Tão atuante que o Sindicato dos Ferroviários de Alagoas, do qual meu pai, o Tenório, era secretário, lançou o jornal A Voz do Ferroviário do Nordeste, de circulação regional.
Meu pai editava o jornal juntamente com o hoje procurador de Justiça Luciano Chagas – que a época era estudante e adolescente, filho do seu Claudino, um dos diretores da Refesa no Estado.
O jornal teve repercussão e os laços com os demais colegas ferroviários se estreitaram; meu pai ficou amigo de um mecânico da oficina da Refesa em Jaboatão-PE, que era conhecido como Jota Jota.
Soube depois que aquele sujeito moreno, magro e tabagista era filiado ao Partidão (Partido Comunista Brasileiro). O Jota Jota era uma figura bem humorada.
Meu pai também era ator e participava da peça que o falecido professor Coelho Neto promoveu, em prol da Federação Espírita de Alagoas. Entre os personagens da peça tinha um padre.
Na eleição majoritária em 1960, o Jota Jota apareceu lá em casa pedindo que meu pai emprestasse a batina, porque o Miguel Arraes, que era candidato a governador de Pernambuco, ia fazer um comício em São José do Egito e lá o padre fazia oposição a Arraes. Meu pai arranjou a batina.
O comunista Jota Jota vestiu a batina e subiu no palanque de Miguel Arraes, com direito a homilia política. Fez um discurso inflamado contra os reacionários para alfinetar o pároco local. Foi o maior sucesso.
O que o Jota Jota nunca soube é que a batina que meu pai arranjou era de verdade; não era a batina do personagem da peça do professor Coelho Neto.

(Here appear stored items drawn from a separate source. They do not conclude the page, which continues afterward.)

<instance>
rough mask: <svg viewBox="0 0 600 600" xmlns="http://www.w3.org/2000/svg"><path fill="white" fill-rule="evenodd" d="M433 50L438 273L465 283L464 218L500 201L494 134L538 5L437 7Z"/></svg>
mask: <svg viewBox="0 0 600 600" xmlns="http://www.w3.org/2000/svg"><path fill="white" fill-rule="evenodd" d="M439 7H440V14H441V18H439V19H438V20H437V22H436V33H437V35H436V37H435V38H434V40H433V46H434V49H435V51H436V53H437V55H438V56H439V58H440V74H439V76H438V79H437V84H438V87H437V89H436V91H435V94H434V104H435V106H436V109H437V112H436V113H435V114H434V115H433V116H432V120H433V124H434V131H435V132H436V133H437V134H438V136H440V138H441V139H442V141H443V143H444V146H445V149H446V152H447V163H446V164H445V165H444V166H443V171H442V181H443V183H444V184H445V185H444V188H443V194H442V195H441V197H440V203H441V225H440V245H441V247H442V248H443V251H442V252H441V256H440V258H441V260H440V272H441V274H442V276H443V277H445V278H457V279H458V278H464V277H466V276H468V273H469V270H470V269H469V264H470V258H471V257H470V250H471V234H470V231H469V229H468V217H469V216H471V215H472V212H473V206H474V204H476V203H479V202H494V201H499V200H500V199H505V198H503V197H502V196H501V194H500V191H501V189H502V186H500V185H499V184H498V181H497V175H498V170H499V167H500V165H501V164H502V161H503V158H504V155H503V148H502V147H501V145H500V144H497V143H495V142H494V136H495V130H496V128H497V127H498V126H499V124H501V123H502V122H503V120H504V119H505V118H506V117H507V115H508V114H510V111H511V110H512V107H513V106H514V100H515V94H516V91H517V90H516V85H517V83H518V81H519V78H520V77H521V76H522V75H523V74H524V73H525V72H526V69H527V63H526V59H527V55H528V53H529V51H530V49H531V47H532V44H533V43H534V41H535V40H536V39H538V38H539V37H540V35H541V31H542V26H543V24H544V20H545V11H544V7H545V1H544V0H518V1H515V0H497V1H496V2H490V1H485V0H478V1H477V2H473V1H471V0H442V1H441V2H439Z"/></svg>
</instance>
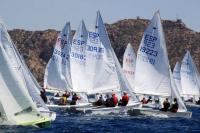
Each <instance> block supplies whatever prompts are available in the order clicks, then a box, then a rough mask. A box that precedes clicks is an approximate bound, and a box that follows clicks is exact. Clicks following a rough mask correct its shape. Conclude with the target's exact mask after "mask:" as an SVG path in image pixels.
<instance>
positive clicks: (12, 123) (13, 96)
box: [0, 20, 52, 127]
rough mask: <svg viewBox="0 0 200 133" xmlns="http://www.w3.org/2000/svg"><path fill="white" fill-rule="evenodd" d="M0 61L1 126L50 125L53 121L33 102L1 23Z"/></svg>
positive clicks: (36, 125)
mask: <svg viewBox="0 0 200 133" xmlns="http://www.w3.org/2000/svg"><path fill="white" fill-rule="evenodd" d="M0 58H1V59H0V82H1V89H0V125H24V126H26V125H36V126H39V127H44V126H49V125H50V123H51V121H52V120H51V118H50V117H49V116H45V115H43V114H42V113H41V112H40V111H39V110H38V108H37V106H36V104H35V103H34V101H33V99H32V97H31V95H30V93H29V91H28V86H27V84H26V83H27V82H26V80H25V75H24V72H23V70H22V64H21V62H20V60H19V58H18V55H17V53H16V49H15V46H14V44H13V43H12V41H11V39H10V37H9V35H8V33H7V30H6V28H5V26H4V24H3V21H2V20H1V22H0Z"/></svg>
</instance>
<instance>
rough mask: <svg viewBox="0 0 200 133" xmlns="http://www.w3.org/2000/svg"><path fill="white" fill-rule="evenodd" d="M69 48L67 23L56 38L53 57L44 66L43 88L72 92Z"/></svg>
mask: <svg viewBox="0 0 200 133" xmlns="http://www.w3.org/2000/svg"><path fill="white" fill-rule="evenodd" d="M70 47H71V28H70V23H69V22H67V23H66V25H65V26H64V28H63V30H62V32H61V33H60V34H59V35H58V37H57V40H56V44H55V48H54V51H53V55H52V57H51V59H50V60H49V62H48V64H47V66H46V70H45V76H44V87H45V88H57V89H58V90H61V91H65V90H70V91H71V90H72V83H71V72H70ZM55 77H56V78H55Z"/></svg>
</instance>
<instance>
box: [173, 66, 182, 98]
mask: <svg viewBox="0 0 200 133" xmlns="http://www.w3.org/2000/svg"><path fill="white" fill-rule="evenodd" d="M180 71H181V65H180V63H179V62H176V65H175V67H174V70H173V78H174V81H175V83H176V86H177V88H178V92H179V94H180V95H181V96H182V95H183V91H182V87H181V75H180Z"/></svg>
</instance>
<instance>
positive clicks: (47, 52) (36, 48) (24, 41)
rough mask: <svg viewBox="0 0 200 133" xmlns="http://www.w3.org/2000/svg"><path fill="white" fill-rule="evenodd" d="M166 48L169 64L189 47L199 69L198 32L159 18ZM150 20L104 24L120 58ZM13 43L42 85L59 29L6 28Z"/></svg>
mask: <svg viewBox="0 0 200 133" xmlns="http://www.w3.org/2000/svg"><path fill="white" fill-rule="evenodd" d="M162 23H163V27H164V32H165V38H166V43H167V50H168V55H169V59H170V63H171V65H172V67H174V65H175V63H176V61H180V60H181V59H182V58H183V56H184V54H185V52H186V50H189V51H190V52H191V54H192V56H193V59H194V61H195V63H196V65H197V67H198V70H200V33H199V32H195V31H193V30H191V29H189V28H187V27H186V25H185V24H184V23H183V22H182V21H181V20H177V21H169V20H164V21H162ZM148 24H149V20H145V19H139V18H138V19H126V20H121V21H118V22H116V23H113V24H107V25H106V26H107V31H108V34H109V36H110V40H111V43H112V46H113V48H114V50H115V52H116V54H117V56H118V58H119V60H120V62H122V57H123V53H124V50H125V48H126V45H127V43H129V42H130V43H132V45H133V47H134V48H135V51H137V49H138V46H139V44H140V40H141V38H142V35H143V32H144V30H145V28H146V27H147V25H148ZM9 34H10V36H11V38H12V39H13V42H14V43H15V44H16V45H17V48H18V49H19V51H20V53H21V54H22V55H23V57H24V59H25V61H26V63H27V64H28V66H29V68H30V70H31V71H32V72H33V74H34V76H35V77H36V78H37V80H38V81H39V82H40V83H41V84H42V83H43V75H44V70H45V66H46V64H47V62H48V60H49V58H50V57H51V54H52V52H53V47H54V44H55V41H56V37H57V34H58V31H56V30H51V29H49V30H45V31H26V30H21V29H14V30H11V31H9Z"/></svg>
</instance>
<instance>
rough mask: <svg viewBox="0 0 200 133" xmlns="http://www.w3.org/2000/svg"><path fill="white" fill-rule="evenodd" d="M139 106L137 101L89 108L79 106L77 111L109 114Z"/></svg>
mask: <svg viewBox="0 0 200 133" xmlns="http://www.w3.org/2000/svg"><path fill="white" fill-rule="evenodd" d="M139 106H141V105H140V104H139V103H133V104H129V105H127V106H116V107H105V106H98V107H94V106H93V107H89V108H79V109H77V111H80V112H81V113H84V114H92V115H109V114H127V112H128V111H130V110H133V109H134V108H138V107H139Z"/></svg>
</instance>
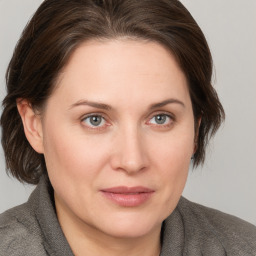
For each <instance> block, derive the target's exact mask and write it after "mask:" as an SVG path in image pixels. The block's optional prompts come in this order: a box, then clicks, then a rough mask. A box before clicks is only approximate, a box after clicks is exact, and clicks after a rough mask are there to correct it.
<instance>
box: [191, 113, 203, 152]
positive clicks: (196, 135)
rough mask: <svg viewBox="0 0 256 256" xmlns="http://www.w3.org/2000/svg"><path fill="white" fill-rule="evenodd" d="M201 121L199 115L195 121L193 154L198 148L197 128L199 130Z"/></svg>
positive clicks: (198, 133)
mask: <svg viewBox="0 0 256 256" xmlns="http://www.w3.org/2000/svg"><path fill="white" fill-rule="evenodd" d="M201 121H202V116H200V118H199V119H198V120H197V122H196V127H195V128H196V129H195V139H194V151H193V156H194V154H195V153H196V151H197V148H198V136H199V130H200V125H201Z"/></svg>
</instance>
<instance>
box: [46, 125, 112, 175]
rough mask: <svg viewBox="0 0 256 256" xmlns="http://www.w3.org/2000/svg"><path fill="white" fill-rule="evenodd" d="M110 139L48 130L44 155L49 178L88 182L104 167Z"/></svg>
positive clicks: (65, 129)
mask: <svg viewBox="0 0 256 256" xmlns="http://www.w3.org/2000/svg"><path fill="white" fill-rule="evenodd" d="M109 145H110V143H109V142H108V139H107V138H104V139H100V138H98V139H97V138H96V137H95V136H85V135H84V134H83V133H81V132H76V131H75V130H73V131H72V129H68V128H61V127H59V129H58V128H57V127H55V128H54V129H49V131H48V132H47V133H46V136H45V137H44V154H45V160H46V165H47V170H48V173H49V176H51V175H58V176H59V177H61V176H70V178H72V180H80V179H81V178H82V177H85V176H86V178H87V179H88V178H89V177H90V176H93V175H95V173H97V172H99V171H100V169H101V168H102V167H103V166H104V165H105V163H106V162H107V159H108V155H107V152H109V151H110V150H109Z"/></svg>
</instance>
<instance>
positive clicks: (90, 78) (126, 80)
mask: <svg viewBox="0 0 256 256" xmlns="http://www.w3.org/2000/svg"><path fill="white" fill-rule="evenodd" d="M58 85H59V86H58V87H59V89H58V90H57V91H59V93H60V91H61V93H64V92H66V94H68V95H67V96H68V97H69V98H70V97H71V96H72V95H73V96H74V97H78V96H81V97H82V96H83V95H84V96H86V97H101V98H102V100H105V98H106V100H108V99H107V96H109V97H115V96H116V97H118V98H119V99H121V98H123V99H126V98H132V99H137V100H140V98H141V97H146V96H147V97H148V98H149V99H151V98H153V97H154V96H155V99H154V101H158V100H160V101H161V100H162V98H163V97H165V95H166V94H168V93H169V94H170V96H179V97H183V98H185V97H187V96H188V88H187V81H186V78H185V75H184V73H183V72H182V70H181V69H180V67H179V65H178V63H177V61H176V60H175V58H174V56H173V55H172V54H171V53H170V52H169V51H168V50H167V49H166V48H165V47H163V46H162V45H160V44H158V43H156V42H149V41H143V40H124V39H120V40H108V41H88V42H85V43H83V44H82V45H80V46H79V47H78V48H77V49H76V50H75V51H74V52H73V54H72V55H71V57H70V59H69V61H68V63H67V65H66V66H65V68H64V69H63V71H62V73H61V75H60V79H59V82H58ZM57 93H58V92H57ZM157 97H159V98H160V99H157ZM152 100H153V99H152Z"/></svg>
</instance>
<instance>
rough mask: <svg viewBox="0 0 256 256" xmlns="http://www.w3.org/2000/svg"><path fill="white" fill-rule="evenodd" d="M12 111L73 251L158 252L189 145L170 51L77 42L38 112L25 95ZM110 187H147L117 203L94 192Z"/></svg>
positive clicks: (186, 170) (100, 251) (193, 135)
mask: <svg viewBox="0 0 256 256" xmlns="http://www.w3.org/2000/svg"><path fill="white" fill-rule="evenodd" d="M166 100H168V101H166ZM88 102H89V105H88ZM91 102H93V103H97V104H98V105H97V104H96V105H95V104H91ZM99 103H100V104H104V105H99ZM158 103H163V104H162V105H161V104H158ZM157 104H158V105H157ZM18 109H19V112H20V115H21V117H22V120H23V124H24V130H25V133H26V136H27V138H28V140H29V142H30V143H31V145H32V147H33V148H34V149H35V150H36V151H37V152H39V153H42V154H44V156H45V160H46V165H47V170H48V175H49V178H50V181H51V183H52V186H53V188H54V191H55V204H56V210H57V216H58V219H59V222H60V225H61V227H62V229H63V231H64V234H65V236H66V238H67V240H68V242H69V244H70V246H71V248H72V250H73V251H74V253H75V255H83V252H85V251H86V252H87V253H88V255H152V256H153V255H159V252H160V231H161V223H162V221H163V220H164V219H165V218H166V217H167V216H169V215H170V214H171V213H172V211H173V210H174V208H175V207H176V205H177V203H178V201H179V199H180V196H181V194H182V191H183V189H184V186H185V183H186V179H187V175H188V169H189V164H190V159H191V156H192V155H193V153H194V146H195V132H194V116H193V111H192V104H191V99H190V96H189V91H188V85H187V81H186V78H185V75H184V73H183V72H182V71H181V69H180V68H179V66H178V64H177V62H176V60H175V58H174V57H173V56H172V54H171V53H170V52H168V51H167V50H166V49H165V48H164V47H162V46H161V45H159V44H158V43H154V42H144V41H134V40H127V39H126V40H124V39H119V40H110V41H106V42H97V41H89V42H86V43H84V44H83V45H81V46H80V47H79V48H77V49H76V50H75V52H74V53H73V54H72V56H71V58H70V60H69V62H68V64H67V65H66V67H65V68H64V69H63V72H62V73H61V74H60V77H59V80H58V85H57V88H56V90H54V92H53V94H52V95H51V96H50V97H49V99H48V101H47V104H46V107H45V109H44V112H43V113H42V115H41V116H38V115H36V114H35V113H34V112H33V110H32V109H31V108H30V105H29V103H28V102H27V101H26V100H21V101H20V102H19V103H18ZM90 115H94V116H96V117H97V118H96V119H97V121H100V122H99V123H100V124H99V125H98V126H95V125H94V123H93V124H92V123H91V121H92V119H90V117H88V116H90ZM159 115H160V118H162V119H163V120H164V122H163V123H158V122H157V119H156V116H158V117H159ZM116 186H130V187H133V186H144V187H147V188H150V189H152V190H153V191H154V193H153V195H152V196H151V197H150V199H149V200H147V201H146V202H145V203H143V204H141V205H139V206H136V207H125V206H120V205H118V204H115V203H114V202H112V201H111V200H109V199H107V198H106V197H104V196H103V195H102V193H101V192H100V191H101V189H103V188H111V187H116Z"/></svg>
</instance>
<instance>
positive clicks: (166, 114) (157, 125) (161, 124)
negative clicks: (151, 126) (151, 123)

Deu-se o seguinte: como meu pai não podia desfalcar o figurino da peça, então apelou para o sobrinho, o jornalista Ailton Villanova, meu primo-irmão, que na época também era adolescente e integrava a JOC – Juventude Operária Católica – lá no bairro do Bom Parto, onde morávamos.
Além de pertencer à JOC, o Ailton era afilhado do padre Brandão Lima e o convenceu a emprestar a batina. O padre Brandão Lima tinha várias batinas, e aquela que emprestou poderia ir ao distante São José do Egito, no alto Sertão pernambucano, sem lhe fazer falta.
E assim, o comunista Jota Jota vestiu a batina que era do padre Brandão Lima pensando que era a batina do personagem da peça teatral que meu pai encenou em benefício da Federação Espírita.
Tempo bom aquele; sem dúvida, porque os comunistas daquele tempo eram de verdade.